The final, and most dramatic, paragraph, is striking in its resistance to directly invoking metaphor or simile in describing the sharp glissade of that particularly large fish. One could easily imagine the trout being described like a dart or missile; but no, in Hemingway’s world trout are born trout and remain trout. And anything else invited to assist in the description—in this case the gliding shadow of a kingfisher—must come from the trout’s world, and play a soft hand in the process.  Indeed, the trout world Nick Adams sets out to inhabit is a place of secret tensions and battles, of energy and mystery. Much effort will be required to divine it. Lucky for Nick, he’s got cans of spaghetti enough to make a week of it.
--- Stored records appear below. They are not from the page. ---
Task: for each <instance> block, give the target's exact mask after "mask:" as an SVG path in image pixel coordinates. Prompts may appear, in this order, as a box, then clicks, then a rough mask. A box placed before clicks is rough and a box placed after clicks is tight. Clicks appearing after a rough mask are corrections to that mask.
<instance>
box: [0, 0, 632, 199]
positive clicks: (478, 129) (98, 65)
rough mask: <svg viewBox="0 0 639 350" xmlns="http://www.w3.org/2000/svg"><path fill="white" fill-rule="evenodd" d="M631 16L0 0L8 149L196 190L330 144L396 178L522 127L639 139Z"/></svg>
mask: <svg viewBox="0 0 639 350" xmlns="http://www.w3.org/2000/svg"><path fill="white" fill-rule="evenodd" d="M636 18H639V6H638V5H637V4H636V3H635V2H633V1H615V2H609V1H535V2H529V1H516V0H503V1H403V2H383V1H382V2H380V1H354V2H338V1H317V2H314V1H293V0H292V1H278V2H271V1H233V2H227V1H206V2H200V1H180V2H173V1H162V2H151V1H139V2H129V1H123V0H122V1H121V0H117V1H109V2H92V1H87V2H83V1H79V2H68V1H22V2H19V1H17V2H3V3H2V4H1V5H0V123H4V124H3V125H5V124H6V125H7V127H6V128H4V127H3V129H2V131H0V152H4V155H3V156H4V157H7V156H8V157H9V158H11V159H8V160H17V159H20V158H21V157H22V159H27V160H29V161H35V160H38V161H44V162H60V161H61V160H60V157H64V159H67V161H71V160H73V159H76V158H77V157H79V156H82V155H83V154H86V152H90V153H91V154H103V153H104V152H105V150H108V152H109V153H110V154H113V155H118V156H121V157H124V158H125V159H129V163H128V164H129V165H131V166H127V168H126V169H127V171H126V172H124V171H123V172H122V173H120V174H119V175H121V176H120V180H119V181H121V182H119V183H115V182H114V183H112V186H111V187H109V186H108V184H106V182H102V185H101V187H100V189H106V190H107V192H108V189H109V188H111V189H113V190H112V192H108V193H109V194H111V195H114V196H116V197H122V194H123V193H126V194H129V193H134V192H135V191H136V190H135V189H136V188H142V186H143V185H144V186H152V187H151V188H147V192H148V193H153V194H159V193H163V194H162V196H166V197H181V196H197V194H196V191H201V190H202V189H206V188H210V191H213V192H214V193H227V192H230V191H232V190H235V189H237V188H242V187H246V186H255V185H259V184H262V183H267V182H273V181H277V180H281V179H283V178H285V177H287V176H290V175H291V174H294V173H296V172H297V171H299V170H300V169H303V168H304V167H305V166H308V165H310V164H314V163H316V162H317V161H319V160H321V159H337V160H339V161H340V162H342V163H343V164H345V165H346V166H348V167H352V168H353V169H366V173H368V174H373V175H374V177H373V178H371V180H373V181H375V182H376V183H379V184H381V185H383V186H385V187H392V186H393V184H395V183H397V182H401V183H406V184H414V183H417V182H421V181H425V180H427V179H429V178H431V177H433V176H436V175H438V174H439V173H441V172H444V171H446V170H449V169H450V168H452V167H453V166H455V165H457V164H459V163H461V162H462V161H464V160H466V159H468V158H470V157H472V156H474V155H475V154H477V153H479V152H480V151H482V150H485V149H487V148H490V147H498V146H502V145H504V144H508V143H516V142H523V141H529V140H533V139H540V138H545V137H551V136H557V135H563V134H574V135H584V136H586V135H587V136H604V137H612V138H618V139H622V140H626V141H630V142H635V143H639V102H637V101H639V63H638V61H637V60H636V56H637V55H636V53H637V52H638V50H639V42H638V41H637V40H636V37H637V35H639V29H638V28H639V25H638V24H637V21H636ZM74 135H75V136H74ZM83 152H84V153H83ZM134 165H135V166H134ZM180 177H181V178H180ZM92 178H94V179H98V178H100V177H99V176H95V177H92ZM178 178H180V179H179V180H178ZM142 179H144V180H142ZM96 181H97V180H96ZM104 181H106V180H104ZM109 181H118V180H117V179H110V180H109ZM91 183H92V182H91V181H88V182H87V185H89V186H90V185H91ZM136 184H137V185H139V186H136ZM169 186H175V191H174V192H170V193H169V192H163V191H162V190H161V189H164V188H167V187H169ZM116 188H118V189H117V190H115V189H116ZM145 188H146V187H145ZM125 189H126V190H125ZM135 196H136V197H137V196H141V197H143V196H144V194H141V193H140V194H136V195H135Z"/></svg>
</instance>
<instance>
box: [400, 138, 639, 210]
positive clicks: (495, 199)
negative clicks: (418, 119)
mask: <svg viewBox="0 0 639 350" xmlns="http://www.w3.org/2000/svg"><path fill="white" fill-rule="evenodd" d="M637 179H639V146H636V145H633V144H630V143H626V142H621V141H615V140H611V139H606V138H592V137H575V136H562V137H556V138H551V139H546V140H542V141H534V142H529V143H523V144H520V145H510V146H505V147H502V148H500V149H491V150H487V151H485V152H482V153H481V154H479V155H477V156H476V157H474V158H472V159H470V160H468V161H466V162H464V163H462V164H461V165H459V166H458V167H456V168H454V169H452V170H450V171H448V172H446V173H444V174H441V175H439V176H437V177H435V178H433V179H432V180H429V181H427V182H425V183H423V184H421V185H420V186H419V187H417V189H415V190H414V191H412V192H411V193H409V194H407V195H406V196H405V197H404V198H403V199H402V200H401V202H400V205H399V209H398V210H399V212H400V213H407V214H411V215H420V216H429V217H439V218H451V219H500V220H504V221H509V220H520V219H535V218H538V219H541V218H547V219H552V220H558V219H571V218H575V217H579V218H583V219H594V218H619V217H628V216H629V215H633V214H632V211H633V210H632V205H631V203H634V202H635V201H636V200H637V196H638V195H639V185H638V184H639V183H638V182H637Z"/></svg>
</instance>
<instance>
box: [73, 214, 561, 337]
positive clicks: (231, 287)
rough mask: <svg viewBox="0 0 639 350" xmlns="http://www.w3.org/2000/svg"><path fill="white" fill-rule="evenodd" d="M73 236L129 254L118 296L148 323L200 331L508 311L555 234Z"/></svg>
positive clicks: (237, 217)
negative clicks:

In the next corner stands Seamus Heaney (whose tapestry of nicknames I am sadly unfamiliar with) with a poem entitled, “Trout.”

Hangs, a fat gun-barrel,

deep under arched bridges

or slips like butter down

the throat of the river.

From the depths smooth-skinned as plums

his muzzle gets bull’s eye;

picks off grass-seed and moths

that vanish, torpedoed.

Where water unravels

over gravel-beds he

is fired from the shallows

white belly reporting

flat; darts like a tracer-

bullet back between stones

and is never burnt out.

A volley of cold blood

ramrodding the current.

Heaney takes a more deliberate hand in shaping and defining the subject here–a trout, sure, but not just any trout, a Heaney trout, with all the sundry ideas that accrue to their kind. It’s a poem laden with diverse images, some graceful and smooth (“slips like butter down the throat of the river”/“from the depths smooth-skinned as plums”) others brutal and brusque (“fat gun-barrel/ “torpedoed”). What was tension in Hemingway’s piece manifests itself as outright conflict in Heaney’s poem, but the particular forces in conflict are unclear.
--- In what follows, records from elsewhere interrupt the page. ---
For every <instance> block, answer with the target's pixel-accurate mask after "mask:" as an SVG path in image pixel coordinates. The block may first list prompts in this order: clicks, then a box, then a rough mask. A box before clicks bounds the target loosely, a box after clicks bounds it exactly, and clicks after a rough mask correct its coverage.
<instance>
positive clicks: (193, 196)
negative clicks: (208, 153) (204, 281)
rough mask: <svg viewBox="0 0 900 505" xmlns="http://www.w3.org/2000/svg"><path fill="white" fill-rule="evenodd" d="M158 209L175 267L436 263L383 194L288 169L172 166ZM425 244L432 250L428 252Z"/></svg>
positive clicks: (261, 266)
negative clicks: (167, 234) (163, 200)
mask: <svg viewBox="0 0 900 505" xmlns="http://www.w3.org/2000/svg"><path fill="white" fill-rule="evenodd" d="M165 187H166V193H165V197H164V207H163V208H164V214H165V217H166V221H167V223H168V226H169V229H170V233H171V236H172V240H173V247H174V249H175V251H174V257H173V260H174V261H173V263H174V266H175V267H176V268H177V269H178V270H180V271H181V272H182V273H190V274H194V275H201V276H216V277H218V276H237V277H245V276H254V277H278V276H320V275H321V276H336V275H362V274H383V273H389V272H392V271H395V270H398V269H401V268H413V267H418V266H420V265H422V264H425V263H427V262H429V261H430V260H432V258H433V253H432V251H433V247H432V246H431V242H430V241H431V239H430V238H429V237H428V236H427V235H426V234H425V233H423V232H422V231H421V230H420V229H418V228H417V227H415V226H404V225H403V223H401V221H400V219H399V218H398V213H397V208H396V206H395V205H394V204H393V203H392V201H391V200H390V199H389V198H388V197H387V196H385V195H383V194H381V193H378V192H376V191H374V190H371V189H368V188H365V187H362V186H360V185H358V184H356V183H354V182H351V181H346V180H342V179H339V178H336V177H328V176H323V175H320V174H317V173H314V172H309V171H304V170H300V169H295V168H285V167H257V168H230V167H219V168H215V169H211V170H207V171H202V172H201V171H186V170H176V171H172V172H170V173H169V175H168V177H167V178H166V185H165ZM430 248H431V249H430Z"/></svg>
Unlike Hemingway’s trout, which seemed to make up the core of the Northwoods comsos, Heaney’s trout appears as something out of place, even destructive. Much of the language comes from military culture: we have tracer bullets, reports, torpedoes, the like. There is a swagger here as well that I can’t quite make sense of: is Heaney trying to capture what a trout might think of him or herself on a really ass-kickingly good day?

One peculiar moment comes in the eleventh line, where the trout “is fired from the shallows.” Given the use of the passive voice, one wonders who the agent of the firing is. Does it suggest an external agent?  That seems unlikely.  Perhaps it’s something so deep within the trout as to exist beyond the trout as well, a self-involved relentlessness that informs the basest purpose of all living creatures.   This torpedoing trout, then, may be in essence a warning shot.  But warning of what?

Those last two lines “a volley of cold blood/ramrodding the current” are a far cry from Hemingway’s natural model of tension and balance. In Heaney’s poem, the river environment itself has been subjugated to the rapacious life force of this fish, which “is never burnt out.” A consumptive life-force that never burns out? Sounds a lot like unsustainability to me. But if so, why locate these ideas within the trout as opposed to the angler?

Clearly, Heaney’s poem asks more questions than it answers. But one thing’s certain: you’d need at least 3x to take the Heaney fish. 2x if water clarity let you get away with it.

So where do you fall in this debate? Hemingway or Heaney?  And what writer would you nominate to take on the winner of this contest for round 2?